Rate-sensitive tech stocks rose 1.1%.

Industrial production in Europe's largest economy, Germany, rose slightly more than expected in November, adding to the optimism and lifting Germany's DAX 0.3% higher.

It plays into the rhetoric that's been going on over the past week, which seems to suggest that maybe the recession in Europe is not going to be as deep and long-lasting as might have initially been thought, said Danni Hewson, financial analyst at AJ Bell.

"At a time when everyone has been really focused on the cost-of-living crisis, the engine underneath all of that noise seems to have actually been picking up quite nicely in a way that a lot of people feared it wouldn't."

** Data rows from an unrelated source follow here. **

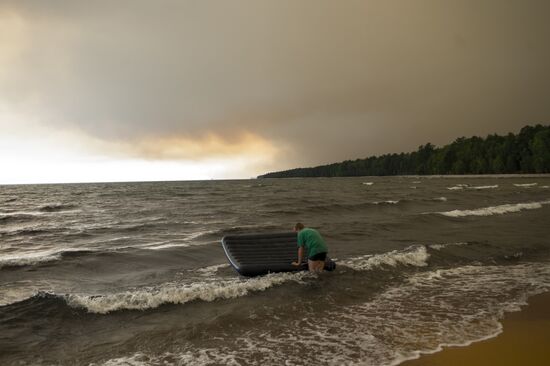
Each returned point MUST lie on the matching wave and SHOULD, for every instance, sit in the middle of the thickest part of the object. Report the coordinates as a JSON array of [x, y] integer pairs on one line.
[[16, 218], [41, 257], [495, 210], [56, 207], [526, 185], [445, 245], [176, 293], [484, 187], [211, 288], [422, 315], [28, 259], [413, 256]]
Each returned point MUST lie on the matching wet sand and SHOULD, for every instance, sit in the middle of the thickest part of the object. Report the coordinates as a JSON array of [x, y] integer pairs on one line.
[[525, 340]]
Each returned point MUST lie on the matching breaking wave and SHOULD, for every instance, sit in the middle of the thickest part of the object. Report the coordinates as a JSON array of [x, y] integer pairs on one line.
[[215, 288], [413, 256], [422, 315], [495, 210], [176, 293], [29, 259]]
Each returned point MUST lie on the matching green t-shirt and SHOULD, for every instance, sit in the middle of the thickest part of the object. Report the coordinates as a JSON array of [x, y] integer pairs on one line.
[[312, 240]]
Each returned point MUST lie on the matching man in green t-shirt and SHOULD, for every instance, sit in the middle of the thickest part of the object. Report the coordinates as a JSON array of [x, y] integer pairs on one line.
[[315, 245]]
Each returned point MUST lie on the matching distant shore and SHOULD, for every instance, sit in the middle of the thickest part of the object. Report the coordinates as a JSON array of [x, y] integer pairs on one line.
[[524, 341]]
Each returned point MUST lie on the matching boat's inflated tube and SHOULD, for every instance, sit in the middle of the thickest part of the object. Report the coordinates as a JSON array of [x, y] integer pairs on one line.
[[258, 254]]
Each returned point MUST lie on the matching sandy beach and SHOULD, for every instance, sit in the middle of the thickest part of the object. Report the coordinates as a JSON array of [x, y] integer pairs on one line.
[[525, 340]]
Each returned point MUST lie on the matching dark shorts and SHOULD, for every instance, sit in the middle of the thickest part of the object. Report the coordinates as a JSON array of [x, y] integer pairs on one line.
[[318, 257]]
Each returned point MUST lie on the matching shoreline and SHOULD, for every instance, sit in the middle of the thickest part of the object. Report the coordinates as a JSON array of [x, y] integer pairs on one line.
[[523, 339]]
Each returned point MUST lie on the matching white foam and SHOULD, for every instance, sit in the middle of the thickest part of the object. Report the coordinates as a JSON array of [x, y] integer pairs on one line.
[[211, 270], [455, 188], [413, 256], [444, 245], [389, 202], [29, 258], [484, 187], [458, 187], [527, 185], [179, 293], [495, 210], [422, 315]]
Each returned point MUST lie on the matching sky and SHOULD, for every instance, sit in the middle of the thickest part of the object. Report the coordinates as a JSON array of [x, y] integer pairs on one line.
[[136, 90]]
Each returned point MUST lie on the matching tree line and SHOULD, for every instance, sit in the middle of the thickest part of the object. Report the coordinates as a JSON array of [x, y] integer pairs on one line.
[[526, 152]]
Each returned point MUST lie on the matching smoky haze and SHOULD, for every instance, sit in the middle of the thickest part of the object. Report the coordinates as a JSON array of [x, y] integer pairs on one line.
[[328, 80]]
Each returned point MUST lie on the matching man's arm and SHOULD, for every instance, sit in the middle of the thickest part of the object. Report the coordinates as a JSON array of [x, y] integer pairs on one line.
[[300, 256]]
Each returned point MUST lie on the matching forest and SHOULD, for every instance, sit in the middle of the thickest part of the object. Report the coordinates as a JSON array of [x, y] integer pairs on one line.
[[525, 152]]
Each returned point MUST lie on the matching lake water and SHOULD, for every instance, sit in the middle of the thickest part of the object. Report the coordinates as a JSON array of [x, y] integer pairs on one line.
[[134, 273]]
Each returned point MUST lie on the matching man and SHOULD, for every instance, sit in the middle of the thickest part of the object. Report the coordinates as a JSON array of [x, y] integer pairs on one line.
[[315, 245]]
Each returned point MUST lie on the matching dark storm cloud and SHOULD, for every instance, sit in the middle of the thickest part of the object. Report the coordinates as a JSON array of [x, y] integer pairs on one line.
[[331, 79]]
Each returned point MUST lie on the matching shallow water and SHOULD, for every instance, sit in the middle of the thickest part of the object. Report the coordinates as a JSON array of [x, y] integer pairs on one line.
[[134, 273]]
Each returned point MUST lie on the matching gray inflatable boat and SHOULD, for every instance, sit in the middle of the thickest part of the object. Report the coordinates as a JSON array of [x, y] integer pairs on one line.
[[258, 254]]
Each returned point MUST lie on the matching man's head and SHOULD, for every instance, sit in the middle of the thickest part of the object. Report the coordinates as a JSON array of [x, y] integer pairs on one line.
[[299, 226]]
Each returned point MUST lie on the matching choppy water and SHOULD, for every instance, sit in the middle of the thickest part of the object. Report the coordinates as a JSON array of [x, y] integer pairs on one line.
[[133, 273]]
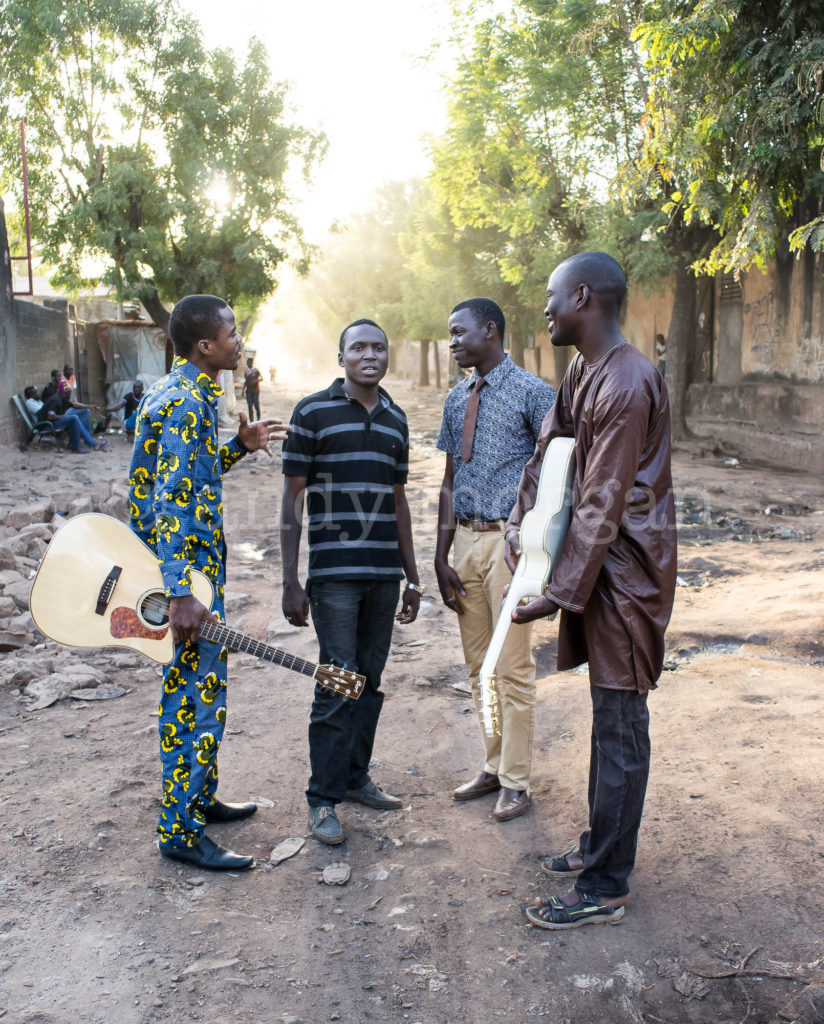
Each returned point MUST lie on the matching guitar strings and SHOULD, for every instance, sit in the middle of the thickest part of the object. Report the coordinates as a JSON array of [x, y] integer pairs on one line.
[[160, 604]]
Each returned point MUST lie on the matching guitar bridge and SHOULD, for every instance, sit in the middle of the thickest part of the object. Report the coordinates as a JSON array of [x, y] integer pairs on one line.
[[107, 590]]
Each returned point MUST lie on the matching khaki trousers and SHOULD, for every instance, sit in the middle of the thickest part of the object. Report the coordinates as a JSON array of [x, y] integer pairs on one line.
[[478, 560]]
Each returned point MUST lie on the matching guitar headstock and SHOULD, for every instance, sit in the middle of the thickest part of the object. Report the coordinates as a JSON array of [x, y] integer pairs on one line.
[[350, 684], [489, 707]]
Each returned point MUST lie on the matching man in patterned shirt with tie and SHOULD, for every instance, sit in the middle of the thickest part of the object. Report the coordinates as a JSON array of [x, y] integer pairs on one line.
[[175, 487], [491, 421]]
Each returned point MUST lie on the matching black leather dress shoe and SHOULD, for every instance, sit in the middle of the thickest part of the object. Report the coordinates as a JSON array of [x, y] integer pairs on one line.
[[479, 786], [217, 813], [207, 854]]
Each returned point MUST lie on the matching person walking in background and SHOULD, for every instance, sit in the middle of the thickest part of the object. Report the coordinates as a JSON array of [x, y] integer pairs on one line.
[[251, 388], [490, 424]]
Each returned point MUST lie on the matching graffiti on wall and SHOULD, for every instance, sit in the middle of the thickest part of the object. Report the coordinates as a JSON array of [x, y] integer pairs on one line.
[[766, 328], [812, 353]]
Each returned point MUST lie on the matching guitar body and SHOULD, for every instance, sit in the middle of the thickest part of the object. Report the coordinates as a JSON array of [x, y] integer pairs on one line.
[[99, 586], [67, 588], [541, 536]]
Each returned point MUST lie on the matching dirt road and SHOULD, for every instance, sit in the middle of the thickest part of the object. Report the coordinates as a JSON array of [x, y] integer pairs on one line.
[[725, 919]]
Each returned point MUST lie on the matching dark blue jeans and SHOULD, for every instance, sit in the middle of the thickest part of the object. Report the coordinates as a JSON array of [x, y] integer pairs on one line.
[[353, 621], [619, 760]]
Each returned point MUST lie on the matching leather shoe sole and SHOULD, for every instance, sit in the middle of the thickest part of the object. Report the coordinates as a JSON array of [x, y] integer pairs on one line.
[[219, 813], [479, 786], [511, 804], [208, 855]]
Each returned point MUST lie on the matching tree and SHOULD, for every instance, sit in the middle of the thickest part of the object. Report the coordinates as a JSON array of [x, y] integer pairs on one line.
[[735, 123], [546, 104], [156, 166]]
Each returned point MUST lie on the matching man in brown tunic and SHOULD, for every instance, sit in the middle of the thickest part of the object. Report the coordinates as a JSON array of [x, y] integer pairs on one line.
[[614, 580]]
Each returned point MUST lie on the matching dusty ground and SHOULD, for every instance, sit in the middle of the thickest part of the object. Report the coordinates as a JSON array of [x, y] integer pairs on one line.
[[725, 920]]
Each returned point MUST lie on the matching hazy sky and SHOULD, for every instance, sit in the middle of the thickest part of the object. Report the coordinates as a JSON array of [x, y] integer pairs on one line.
[[356, 72]]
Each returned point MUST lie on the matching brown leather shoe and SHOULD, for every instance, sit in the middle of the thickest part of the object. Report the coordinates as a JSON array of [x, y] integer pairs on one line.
[[511, 804], [479, 786]]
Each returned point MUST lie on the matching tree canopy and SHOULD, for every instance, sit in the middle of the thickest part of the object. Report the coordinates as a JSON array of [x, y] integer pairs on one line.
[[156, 166]]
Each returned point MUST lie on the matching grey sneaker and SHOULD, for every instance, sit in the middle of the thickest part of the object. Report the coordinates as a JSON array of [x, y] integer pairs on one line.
[[324, 825], [373, 797]]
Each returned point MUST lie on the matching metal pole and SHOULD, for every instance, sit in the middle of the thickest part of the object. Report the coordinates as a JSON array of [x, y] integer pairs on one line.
[[26, 206]]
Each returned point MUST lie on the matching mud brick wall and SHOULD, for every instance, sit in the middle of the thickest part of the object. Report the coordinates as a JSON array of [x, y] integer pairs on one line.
[[42, 342], [8, 371]]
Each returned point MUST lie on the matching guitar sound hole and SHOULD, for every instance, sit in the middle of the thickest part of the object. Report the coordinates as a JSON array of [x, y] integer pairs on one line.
[[155, 609]]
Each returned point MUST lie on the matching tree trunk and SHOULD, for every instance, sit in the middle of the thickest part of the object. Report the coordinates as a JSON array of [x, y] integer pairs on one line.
[[679, 349], [424, 375], [157, 310]]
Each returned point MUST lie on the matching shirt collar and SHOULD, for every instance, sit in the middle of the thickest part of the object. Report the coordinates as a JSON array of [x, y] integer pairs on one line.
[[337, 390], [496, 375], [210, 388]]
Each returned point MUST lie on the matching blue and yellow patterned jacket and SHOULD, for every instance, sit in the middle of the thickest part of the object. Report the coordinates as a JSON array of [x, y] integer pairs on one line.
[[176, 474]]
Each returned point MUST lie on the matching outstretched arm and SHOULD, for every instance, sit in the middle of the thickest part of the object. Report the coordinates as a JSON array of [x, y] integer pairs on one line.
[[410, 599], [448, 581], [295, 602]]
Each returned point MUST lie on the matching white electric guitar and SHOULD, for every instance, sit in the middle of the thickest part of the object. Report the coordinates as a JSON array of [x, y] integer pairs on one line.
[[541, 536]]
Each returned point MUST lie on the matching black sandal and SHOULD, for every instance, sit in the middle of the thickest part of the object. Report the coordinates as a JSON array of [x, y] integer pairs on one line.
[[587, 911]]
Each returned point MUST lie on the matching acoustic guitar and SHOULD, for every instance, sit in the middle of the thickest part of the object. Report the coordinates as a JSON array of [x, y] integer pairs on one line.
[[99, 586], [541, 536]]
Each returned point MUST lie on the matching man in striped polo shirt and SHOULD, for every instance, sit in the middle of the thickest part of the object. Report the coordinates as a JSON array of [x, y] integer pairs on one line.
[[348, 452]]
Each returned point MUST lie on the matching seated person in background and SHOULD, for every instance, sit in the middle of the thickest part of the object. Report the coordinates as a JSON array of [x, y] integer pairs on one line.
[[51, 388], [66, 388], [33, 402], [56, 412], [129, 403]]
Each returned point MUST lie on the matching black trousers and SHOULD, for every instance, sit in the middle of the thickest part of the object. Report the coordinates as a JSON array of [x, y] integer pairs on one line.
[[353, 621], [619, 759]]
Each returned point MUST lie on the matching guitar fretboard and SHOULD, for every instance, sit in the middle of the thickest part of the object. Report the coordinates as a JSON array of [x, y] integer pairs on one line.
[[235, 640]]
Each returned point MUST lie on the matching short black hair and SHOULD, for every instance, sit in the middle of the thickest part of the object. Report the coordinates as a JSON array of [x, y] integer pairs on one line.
[[359, 323], [194, 317], [484, 311], [603, 274]]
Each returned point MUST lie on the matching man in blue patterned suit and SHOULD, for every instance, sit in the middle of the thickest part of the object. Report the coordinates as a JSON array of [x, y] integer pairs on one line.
[[491, 421], [175, 482]]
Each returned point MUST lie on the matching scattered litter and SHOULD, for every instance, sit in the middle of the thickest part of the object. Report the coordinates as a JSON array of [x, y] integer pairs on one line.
[[428, 977], [337, 875], [104, 692], [209, 965], [287, 849]]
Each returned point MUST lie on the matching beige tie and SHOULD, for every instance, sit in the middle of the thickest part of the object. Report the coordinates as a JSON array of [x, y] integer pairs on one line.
[[470, 419]]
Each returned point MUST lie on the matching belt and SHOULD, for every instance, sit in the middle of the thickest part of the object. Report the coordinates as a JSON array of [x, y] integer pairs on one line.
[[481, 525]]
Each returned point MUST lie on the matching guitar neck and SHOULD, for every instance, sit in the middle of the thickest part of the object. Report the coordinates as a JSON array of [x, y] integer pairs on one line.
[[234, 640]]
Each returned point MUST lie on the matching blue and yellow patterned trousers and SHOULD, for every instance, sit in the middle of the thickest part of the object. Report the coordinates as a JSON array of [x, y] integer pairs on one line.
[[192, 715]]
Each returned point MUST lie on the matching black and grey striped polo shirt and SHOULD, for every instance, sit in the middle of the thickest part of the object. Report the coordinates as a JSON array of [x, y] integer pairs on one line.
[[351, 460]]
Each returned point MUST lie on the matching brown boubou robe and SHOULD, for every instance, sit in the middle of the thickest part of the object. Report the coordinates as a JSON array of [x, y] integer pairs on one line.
[[615, 577]]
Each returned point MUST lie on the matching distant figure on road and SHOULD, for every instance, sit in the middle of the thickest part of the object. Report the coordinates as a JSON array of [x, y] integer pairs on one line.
[[251, 388]]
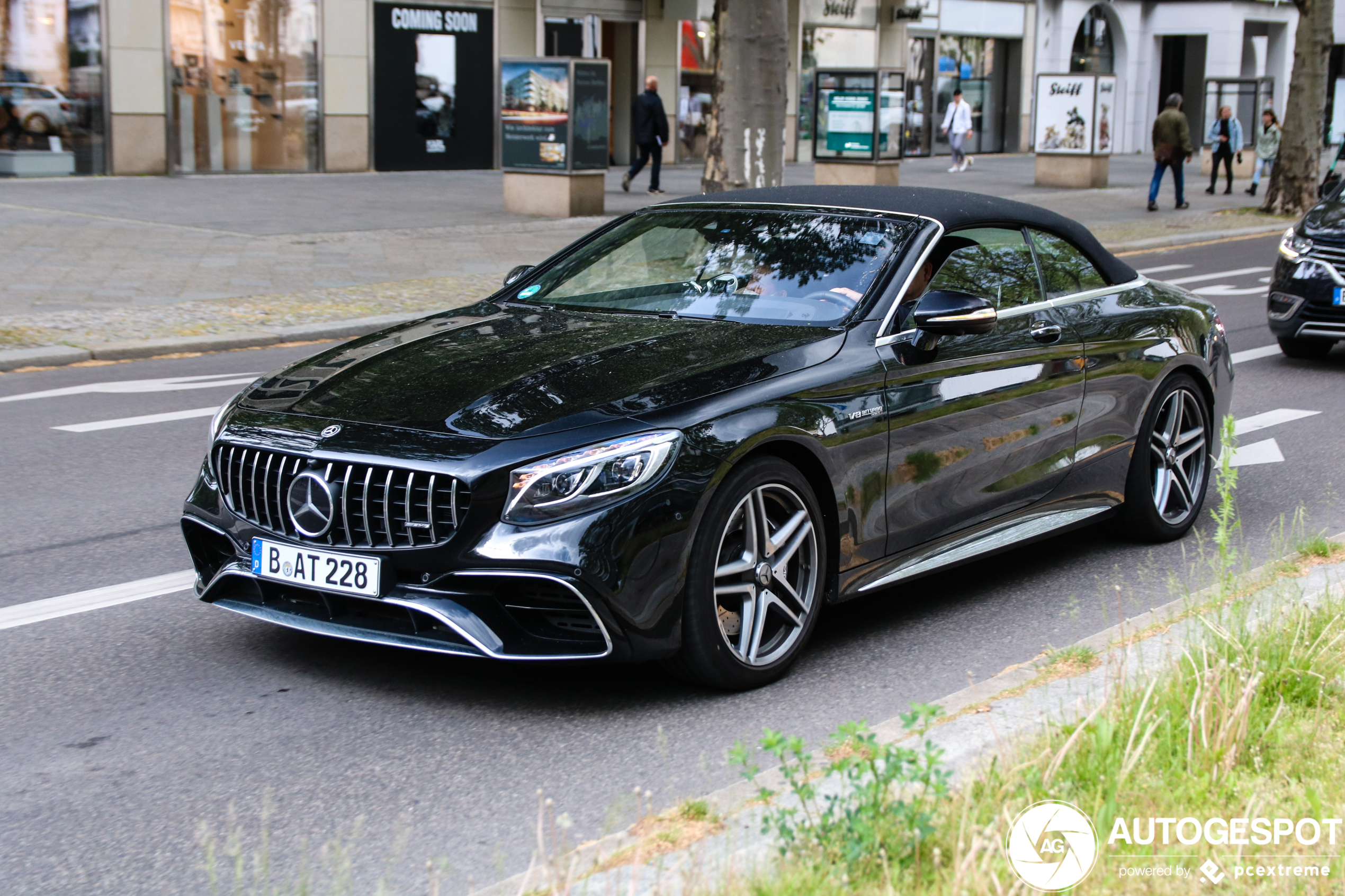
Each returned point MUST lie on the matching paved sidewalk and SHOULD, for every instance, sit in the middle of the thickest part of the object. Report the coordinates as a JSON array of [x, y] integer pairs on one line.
[[115, 258]]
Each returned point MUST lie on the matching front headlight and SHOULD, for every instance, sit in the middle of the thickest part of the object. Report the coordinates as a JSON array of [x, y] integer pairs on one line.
[[1292, 245], [588, 478]]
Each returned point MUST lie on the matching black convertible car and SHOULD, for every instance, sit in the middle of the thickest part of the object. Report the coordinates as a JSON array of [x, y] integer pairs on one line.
[[684, 435]]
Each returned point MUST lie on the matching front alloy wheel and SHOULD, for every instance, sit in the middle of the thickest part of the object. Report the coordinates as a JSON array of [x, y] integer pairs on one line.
[[1179, 450], [766, 581], [756, 578], [1169, 468]]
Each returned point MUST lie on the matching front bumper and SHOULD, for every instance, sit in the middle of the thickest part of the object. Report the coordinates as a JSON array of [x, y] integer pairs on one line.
[[1301, 301], [603, 586]]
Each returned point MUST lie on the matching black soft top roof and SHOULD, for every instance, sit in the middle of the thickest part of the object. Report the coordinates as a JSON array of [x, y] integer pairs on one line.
[[954, 209]]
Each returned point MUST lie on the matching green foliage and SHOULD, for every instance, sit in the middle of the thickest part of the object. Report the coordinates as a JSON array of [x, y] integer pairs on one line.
[[869, 807], [1226, 515]]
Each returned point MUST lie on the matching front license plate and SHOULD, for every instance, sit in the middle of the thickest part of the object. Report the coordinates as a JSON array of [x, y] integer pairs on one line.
[[315, 568]]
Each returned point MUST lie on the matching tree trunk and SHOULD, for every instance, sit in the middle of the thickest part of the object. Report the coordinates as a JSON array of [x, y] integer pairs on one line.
[[1297, 171], [746, 132]]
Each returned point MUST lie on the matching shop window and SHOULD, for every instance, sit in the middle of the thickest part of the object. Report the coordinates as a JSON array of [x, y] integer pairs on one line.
[[1092, 50], [696, 86], [245, 85], [51, 86]]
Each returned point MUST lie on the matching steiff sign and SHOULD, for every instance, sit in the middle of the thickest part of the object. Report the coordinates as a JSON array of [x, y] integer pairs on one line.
[[841, 14], [1075, 113], [1072, 129]]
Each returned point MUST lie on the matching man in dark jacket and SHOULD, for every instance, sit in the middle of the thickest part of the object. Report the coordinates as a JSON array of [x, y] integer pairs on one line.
[[1172, 148], [651, 133]]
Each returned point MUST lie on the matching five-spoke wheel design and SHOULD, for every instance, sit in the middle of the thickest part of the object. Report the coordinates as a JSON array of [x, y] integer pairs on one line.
[[766, 575], [1177, 445]]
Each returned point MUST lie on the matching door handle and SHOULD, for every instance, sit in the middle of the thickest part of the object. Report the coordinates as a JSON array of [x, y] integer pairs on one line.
[[1044, 332]]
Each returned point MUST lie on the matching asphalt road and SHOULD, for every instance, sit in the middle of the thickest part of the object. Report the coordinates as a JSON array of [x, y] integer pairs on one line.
[[123, 728]]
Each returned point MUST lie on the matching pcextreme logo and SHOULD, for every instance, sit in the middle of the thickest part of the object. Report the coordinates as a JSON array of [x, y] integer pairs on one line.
[[1052, 845]]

Industrials rose 0.7%, boosting the regional STOXX 600 index.

Investors now await the euro zone's unemployment data for November at 1000 GMT for further cues on the strength of the labour market.

Travellers streamed into China by air, land and sea on Sunday, as Beijing opened borders that have been all but shut since the start of the COVID-19 pandemic.

Miners added 1.8% as base metal prices advanced on hopes of demand recovery from top consumer China, while oil stocks gained 1.0% on firm crude prices.

China-exposed financials, such as insurer Prudential rose 2.0%.

UK's commodity-heavy FTSE 100 added 0.2% to hit its highest level since 2019.

Investors were nervous following a media report that the British government plans to scale back energy subsidies for businesses, said Hewson.

Among individual movers, AstraZeneca slipped 0.9% as it struck a deal to buy U.S.-based biopharmaceutical firm CinCor Pharma Inc for up to $1.8 billion to strengthen its pipeline of heart and kidney drugs and grow beyond its mainstay cancer business.

London-listed video game companies Devolver Digital and Frontier Developments dropped 9.4% and 40.1%, respectively, after disappointing trading updates.